Will the indexmysite spider follow javascript links on my page?
No. Indexmysite doesn't speak javascript. However, this is easily remedied.
Simply put a comment block in your HTML coding. Within the comment block, list the urls in clear text that you want the spider to follow.
Make sure you use the entire url.
What HTML code do I need on my own search page?
<FORM METHOD='POST'
ACTION='http://www.indexmysite.com/cgi-bin/indexmysite/ndx_search.pl'>
<INPUT TYPE='hidden' NAME='uid' VALUE='99'>
<INPUT TYPE='submit' NAME='cmd' VALUE='Search'>
<INPUT TYPE='hidden' NAME='cmd' VALUE='Search'>
<INPUT TYPE='text' NAME='qury' SIZE='16' MAX='256'>
</FORM>
Substitute your UID number for this site for the number in
RED above. The <FORM tag is shown above on two lines in order to fit on your display. When you put the code in your own page, the <FORM tag and all of its parameters should be on a single line.
Optional Code
Abstracts/Summaries
To open the search page with abstracts turned on, add:
<INPUT TYPE='hidden' NAME='abs' VALUE='on'>
Number of Matches displayed
To open the search page with other than 10 matches diplayed, add:
<INPUT TYPE='hidden' NAME='hits' VALUE='10'>
substituting for the value 10 the number of matches desired.
Search Results page target
When you search, a search results page is generated and displayed
You can control where the Search Page opens by inserting a TARGET parameter into your FORM statement.
To open Search Results page in parent window
<FORM TARGET='_parent' ...
To open Search Results page in top-most window
<FORM TARGET='_top' ...
To open Search Results page in its own browser window
<FORM TARGET='_blank' ...
To open Search Results page in frame or iframe
<FORM TARGET='frame_name' ...
Search Results document target
When you click a document link on the search results page, the document is opened.
You can control where the document opens by inserting the following HTML code between the <FORM ...> and </FORM> tags.
To open the document in the
parent window
<input type='hidden' name='targetwindow' value="_parent"/>
To open the document in the
top-most window
<input type='hidden' name='targetwindow' value="_top"
/>
To open the document in its
own browser window
<input type='hidden' name='targetwindow' value="_blank"
/>
To open the document in a frame or
iframe
<input type='hidden' name='targetwindow' value="frame_name"
/>
Search Button Text
You can change the search button text and text box length to fit the design of your page.
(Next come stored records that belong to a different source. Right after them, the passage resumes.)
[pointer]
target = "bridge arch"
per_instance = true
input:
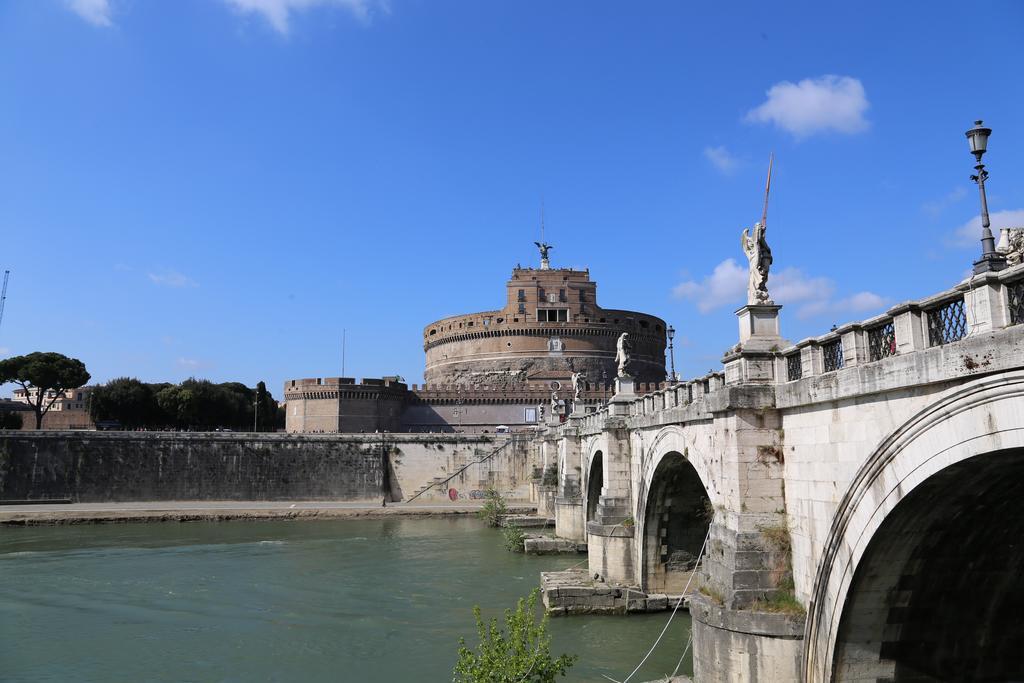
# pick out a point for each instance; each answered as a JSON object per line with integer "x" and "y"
{"x": 595, "y": 482}
{"x": 672, "y": 513}
{"x": 921, "y": 563}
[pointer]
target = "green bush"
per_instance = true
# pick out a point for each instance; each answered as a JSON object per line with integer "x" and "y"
{"x": 519, "y": 652}
{"x": 494, "y": 509}
{"x": 514, "y": 539}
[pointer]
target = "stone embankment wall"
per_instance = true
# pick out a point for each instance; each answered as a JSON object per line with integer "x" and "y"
{"x": 156, "y": 466}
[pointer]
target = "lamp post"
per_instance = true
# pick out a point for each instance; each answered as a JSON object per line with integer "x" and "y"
{"x": 672, "y": 352}
{"x": 990, "y": 259}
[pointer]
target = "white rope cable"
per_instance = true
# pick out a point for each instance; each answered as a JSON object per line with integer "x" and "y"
{"x": 674, "y": 610}
{"x": 689, "y": 641}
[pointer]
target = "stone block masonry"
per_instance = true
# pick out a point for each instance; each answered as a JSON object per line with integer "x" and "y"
{"x": 91, "y": 467}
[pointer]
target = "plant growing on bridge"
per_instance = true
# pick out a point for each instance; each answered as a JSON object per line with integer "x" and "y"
{"x": 44, "y": 376}
{"x": 494, "y": 509}
{"x": 519, "y": 652}
{"x": 514, "y": 539}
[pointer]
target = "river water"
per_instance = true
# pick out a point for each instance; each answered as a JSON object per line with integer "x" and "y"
{"x": 297, "y": 600}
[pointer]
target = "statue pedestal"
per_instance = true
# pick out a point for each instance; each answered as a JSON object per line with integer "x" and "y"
{"x": 757, "y": 358}
{"x": 758, "y": 323}
{"x": 625, "y": 394}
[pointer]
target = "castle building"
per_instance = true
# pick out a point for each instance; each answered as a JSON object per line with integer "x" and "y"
{"x": 550, "y": 324}
{"x": 506, "y": 368}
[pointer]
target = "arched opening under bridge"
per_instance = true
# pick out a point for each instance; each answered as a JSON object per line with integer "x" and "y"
{"x": 595, "y": 481}
{"x": 938, "y": 594}
{"x": 676, "y": 521}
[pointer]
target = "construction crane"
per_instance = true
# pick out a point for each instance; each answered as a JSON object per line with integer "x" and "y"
{"x": 3, "y": 295}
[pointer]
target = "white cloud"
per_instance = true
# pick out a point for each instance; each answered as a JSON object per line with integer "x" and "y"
{"x": 96, "y": 12}
{"x": 721, "y": 159}
{"x": 190, "y": 365}
{"x": 727, "y": 284}
{"x": 169, "y": 278}
{"x": 279, "y": 12}
{"x": 814, "y": 105}
{"x": 969, "y": 235}
{"x": 811, "y": 296}
{"x": 936, "y": 207}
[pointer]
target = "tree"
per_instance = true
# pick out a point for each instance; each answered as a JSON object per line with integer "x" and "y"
{"x": 127, "y": 400}
{"x": 47, "y": 375}
{"x": 519, "y": 652}
{"x": 267, "y": 417}
{"x": 10, "y": 420}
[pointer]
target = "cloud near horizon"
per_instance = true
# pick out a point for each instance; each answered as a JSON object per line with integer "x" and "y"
{"x": 812, "y": 296}
{"x": 814, "y": 105}
{"x": 168, "y": 278}
{"x": 969, "y": 235}
{"x": 96, "y": 12}
{"x": 279, "y": 12}
{"x": 934, "y": 208}
{"x": 721, "y": 159}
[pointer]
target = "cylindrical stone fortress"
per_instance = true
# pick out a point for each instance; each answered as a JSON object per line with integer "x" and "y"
{"x": 550, "y": 323}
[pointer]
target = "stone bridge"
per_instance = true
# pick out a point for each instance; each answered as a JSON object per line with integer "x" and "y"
{"x": 861, "y": 493}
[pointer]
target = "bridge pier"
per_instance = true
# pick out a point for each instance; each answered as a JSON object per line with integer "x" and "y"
{"x": 569, "y": 515}
{"x": 609, "y": 522}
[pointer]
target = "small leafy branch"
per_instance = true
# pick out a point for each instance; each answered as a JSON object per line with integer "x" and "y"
{"x": 518, "y": 652}
{"x": 514, "y": 539}
{"x": 494, "y": 509}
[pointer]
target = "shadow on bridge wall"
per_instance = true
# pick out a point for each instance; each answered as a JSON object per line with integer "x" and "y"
{"x": 920, "y": 575}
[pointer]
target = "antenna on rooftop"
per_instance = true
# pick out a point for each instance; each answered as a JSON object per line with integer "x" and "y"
{"x": 3, "y": 295}
{"x": 542, "y": 220}
{"x": 542, "y": 245}
{"x": 764, "y": 213}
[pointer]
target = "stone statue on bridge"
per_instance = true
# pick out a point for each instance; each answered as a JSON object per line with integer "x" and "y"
{"x": 1012, "y": 245}
{"x": 759, "y": 262}
{"x": 623, "y": 349}
{"x": 578, "y": 379}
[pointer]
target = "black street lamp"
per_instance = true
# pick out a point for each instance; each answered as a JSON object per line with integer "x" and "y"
{"x": 990, "y": 259}
{"x": 672, "y": 353}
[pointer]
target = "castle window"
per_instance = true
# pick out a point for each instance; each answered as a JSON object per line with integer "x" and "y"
{"x": 552, "y": 314}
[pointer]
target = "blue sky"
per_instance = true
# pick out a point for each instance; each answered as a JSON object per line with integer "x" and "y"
{"x": 218, "y": 187}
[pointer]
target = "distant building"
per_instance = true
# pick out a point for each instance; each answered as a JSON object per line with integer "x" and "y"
{"x": 70, "y": 410}
{"x": 497, "y": 368}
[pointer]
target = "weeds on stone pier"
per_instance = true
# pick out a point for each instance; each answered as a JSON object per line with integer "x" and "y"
{"x": 494, "y": 509}
{"x": 514, "y": 539}
{"x": 518, "y": 652}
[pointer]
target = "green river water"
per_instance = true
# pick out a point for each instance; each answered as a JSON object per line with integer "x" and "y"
{"x": 304, "y": 600}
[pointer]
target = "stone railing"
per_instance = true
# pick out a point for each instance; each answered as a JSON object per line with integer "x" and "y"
{"x": 980, "y": 304}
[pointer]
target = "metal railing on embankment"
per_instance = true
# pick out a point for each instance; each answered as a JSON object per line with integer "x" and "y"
{"x": 512, "y": 439}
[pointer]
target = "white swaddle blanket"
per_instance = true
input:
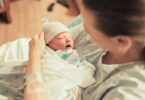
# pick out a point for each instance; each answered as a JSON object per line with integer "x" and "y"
{"x": 63, "y": 80}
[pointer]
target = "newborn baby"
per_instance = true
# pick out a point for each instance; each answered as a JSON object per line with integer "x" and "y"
{"x": 62, "y": 71}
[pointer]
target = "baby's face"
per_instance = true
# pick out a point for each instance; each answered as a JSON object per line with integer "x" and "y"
{"x": 62, "y": 41}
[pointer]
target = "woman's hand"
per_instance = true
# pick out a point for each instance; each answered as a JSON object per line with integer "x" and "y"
{"x": 36, "y": 50}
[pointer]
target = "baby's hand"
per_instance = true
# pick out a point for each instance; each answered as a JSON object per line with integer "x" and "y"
{"x": 37, "y": 46}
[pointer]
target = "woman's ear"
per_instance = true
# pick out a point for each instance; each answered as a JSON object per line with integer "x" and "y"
{"x": 123, "y": 43}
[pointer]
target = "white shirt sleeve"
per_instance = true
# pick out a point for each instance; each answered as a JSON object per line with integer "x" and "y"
{"x": 15, "y": 52}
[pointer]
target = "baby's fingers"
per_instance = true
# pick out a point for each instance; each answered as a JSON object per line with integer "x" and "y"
{"x": 41, "y": 35}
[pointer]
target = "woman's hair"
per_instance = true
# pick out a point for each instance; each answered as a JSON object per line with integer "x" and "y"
{"x": 119, "y": 17}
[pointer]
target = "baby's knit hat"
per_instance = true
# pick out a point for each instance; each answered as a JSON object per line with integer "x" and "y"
{"x": 51, "y": 29}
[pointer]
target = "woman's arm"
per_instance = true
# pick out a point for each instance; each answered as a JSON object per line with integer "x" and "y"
{"x": 35, "y": 86}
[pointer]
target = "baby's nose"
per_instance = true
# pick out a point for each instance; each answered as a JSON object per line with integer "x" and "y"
{"x": 67, "y": 40}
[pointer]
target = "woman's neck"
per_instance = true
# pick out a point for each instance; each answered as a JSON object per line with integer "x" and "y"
{"x": 112, "y": 58}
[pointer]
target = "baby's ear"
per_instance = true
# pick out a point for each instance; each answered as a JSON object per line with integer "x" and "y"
{"x": 45, "y": 21}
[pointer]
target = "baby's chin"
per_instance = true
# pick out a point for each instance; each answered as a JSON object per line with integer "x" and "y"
{"x": 69, "y": 47}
Valid search button text is any of the following: (Q, Query, Submit, Ask, Search, Go, or Find)
Searching multiple indexes
If you have more than one index, you can search them together by combing their uid`s in the search button code. For example, to search index uid 99, index uid 100 and index uid 101, you simply combine the uids with the underscore character, like this 99_100_101. Substitute this combination for the number in
RED above. Note that the style of the search results page will be governed by your settings for the first uid in the combination (uid 99 in this example).